Microsoft contractors have listened to voice recordings captured by the Xbox One console, according to Motherboard. The practice dates back to the early days of the Xbox One when it could be controlled with voice commands directed at the optional Kinect camera accessory, and it continued after Microsoft added its more advanced Cortana voice assistant to the console.
Motherboard spoke to several contractors who could listen to these Xbox recordings. Many of them were intentional, with users commanding the Xbox One to perform a certain function, but others were triggered accidentally by unknowing customers.
Microsoft has already confirmed contractors have similarly screened voice recordings from Cortana (on Windows) and listened to Skype calls when people used the app’s language translation feature. In all cases, Microsoft has said that it’s doing this for the purpose of improving its services and voice recognition. “We’ve long been clear that we collect voice data to improve voice-enabled services and that this data is sometimes reviewed by vendors,” the company told Motherboard.
Some of those contractors Motherboard spoke to said that they frequently heard the voices of children, which is alarming but also not surprising since we’re talking about a gaming console. Still, privacy regulations that apply to children are more strict than those for adults.
Microsoft announced last month that it plans to remove Cortana from the Xbox One; the console can still be controlled through voice commands with either Amazon Alexa or Google Assistant on external smart speakers or other devices.
In recent weeks, other big tech companies, including Apple, Amazon, and Google, have faced criticism over similar reviews of contractor / employee voice recordings for Siri, Alexa, and Google Assistant, respectively. As customers grapple with the idea of having their conversations overheard by a stranger — something many might not have realized was occurring — companies have also claimed they’ll take steps to make their policies clearer and provide more control over these recordings.

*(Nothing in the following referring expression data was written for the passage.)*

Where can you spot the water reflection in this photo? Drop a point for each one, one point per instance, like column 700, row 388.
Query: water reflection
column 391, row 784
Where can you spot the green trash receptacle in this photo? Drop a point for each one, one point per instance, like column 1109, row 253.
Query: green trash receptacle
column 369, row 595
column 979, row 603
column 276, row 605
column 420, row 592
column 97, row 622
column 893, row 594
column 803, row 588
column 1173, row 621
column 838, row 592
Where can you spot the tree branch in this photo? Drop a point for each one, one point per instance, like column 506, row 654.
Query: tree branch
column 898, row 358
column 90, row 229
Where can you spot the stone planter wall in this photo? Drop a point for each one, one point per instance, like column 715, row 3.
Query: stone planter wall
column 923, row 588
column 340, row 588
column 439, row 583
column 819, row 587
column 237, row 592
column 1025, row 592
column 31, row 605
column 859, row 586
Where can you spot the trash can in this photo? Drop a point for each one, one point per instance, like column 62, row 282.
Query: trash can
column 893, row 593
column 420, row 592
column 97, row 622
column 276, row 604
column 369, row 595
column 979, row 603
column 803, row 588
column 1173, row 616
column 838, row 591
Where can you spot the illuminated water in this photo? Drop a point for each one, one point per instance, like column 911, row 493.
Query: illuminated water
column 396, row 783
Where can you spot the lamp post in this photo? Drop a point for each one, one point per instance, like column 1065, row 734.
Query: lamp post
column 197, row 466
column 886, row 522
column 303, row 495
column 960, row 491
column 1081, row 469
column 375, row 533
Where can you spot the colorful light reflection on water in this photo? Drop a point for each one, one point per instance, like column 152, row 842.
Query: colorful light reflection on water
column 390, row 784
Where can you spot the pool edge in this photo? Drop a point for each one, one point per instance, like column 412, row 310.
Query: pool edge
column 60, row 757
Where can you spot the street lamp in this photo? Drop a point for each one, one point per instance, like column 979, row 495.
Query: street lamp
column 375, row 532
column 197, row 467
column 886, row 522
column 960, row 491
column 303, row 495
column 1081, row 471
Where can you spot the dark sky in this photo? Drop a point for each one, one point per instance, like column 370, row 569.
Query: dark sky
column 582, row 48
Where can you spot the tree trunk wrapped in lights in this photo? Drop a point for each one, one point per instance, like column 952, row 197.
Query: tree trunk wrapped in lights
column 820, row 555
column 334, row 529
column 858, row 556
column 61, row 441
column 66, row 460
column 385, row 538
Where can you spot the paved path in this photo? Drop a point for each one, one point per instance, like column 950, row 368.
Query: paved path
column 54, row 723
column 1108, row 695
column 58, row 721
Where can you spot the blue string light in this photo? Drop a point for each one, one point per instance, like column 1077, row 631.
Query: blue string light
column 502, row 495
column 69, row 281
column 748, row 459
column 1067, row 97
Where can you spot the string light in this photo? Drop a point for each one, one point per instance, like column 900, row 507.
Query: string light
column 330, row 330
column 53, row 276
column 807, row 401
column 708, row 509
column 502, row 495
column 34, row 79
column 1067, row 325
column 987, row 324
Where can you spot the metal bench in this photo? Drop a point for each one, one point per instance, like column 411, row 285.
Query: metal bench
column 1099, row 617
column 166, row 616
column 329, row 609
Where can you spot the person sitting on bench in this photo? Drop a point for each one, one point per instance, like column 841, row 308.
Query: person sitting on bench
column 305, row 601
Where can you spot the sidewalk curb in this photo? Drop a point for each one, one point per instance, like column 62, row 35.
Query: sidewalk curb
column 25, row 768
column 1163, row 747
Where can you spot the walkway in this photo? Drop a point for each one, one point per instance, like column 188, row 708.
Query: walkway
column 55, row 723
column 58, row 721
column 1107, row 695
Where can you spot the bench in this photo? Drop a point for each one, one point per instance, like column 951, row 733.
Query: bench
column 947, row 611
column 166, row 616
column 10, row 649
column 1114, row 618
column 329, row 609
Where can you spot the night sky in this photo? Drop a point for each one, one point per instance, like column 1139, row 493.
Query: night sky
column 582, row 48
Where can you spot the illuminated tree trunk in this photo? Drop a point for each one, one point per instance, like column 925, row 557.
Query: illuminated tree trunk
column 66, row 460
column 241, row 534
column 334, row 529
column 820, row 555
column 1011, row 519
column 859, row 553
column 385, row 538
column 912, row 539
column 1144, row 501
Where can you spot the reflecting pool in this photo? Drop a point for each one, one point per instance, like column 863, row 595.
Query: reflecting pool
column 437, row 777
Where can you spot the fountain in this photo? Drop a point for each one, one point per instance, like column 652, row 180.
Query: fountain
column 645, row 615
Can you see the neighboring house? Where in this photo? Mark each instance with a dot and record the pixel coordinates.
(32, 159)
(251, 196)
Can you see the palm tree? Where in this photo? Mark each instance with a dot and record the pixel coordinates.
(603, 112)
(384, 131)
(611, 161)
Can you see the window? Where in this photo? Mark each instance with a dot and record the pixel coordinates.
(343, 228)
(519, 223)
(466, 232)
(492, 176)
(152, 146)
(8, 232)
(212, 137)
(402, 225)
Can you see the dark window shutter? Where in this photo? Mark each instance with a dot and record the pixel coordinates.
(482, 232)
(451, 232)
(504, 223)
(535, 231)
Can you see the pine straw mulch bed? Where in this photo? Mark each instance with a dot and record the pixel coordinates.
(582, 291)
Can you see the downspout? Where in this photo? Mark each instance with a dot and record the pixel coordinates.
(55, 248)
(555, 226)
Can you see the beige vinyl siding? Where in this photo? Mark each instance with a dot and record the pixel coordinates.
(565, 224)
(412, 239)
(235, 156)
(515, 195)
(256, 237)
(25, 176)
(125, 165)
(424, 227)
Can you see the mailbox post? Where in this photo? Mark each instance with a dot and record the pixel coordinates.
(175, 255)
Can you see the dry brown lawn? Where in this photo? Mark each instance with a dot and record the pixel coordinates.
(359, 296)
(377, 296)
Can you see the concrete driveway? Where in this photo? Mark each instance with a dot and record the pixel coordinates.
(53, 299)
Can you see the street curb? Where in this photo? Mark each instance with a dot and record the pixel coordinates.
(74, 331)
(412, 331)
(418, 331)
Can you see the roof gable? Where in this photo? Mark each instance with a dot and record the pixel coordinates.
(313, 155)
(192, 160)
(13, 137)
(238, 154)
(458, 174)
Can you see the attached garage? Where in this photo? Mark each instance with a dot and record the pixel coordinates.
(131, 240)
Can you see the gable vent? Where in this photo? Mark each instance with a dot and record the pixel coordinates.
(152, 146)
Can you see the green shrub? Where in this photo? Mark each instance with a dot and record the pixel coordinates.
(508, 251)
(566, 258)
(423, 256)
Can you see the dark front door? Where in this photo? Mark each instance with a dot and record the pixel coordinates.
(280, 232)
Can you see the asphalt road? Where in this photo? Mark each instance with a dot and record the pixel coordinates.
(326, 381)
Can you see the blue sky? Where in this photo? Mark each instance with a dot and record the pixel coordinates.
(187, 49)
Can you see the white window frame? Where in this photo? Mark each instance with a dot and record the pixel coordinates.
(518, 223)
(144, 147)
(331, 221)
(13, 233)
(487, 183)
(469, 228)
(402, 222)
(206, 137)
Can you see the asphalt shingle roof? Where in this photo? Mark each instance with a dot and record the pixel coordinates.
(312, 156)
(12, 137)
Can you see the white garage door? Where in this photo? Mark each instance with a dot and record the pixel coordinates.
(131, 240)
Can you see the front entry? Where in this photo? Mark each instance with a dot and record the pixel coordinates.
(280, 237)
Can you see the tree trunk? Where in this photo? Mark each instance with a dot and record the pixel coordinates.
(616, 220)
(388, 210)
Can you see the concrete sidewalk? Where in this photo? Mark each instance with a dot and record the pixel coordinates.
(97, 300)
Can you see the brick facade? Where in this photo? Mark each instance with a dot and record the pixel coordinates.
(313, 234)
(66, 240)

Microsoft hasn't paused its current practices, but it says it’s also seeking to offer “greater clarity” to consumers. “We always get customer permission before collecting voice data, we take steps to de-identify voice snippets being reviewed to protect people’s privacy, and we require that handling of this data be held to the highest privacy standards in the law,” the company told Motherboard. “At the same time, we’re actively working on additional steps we can take to give customers more transparency and more control over how their data is used to improve products.”
The Verge has reached out to Microsoft for more details on the situation.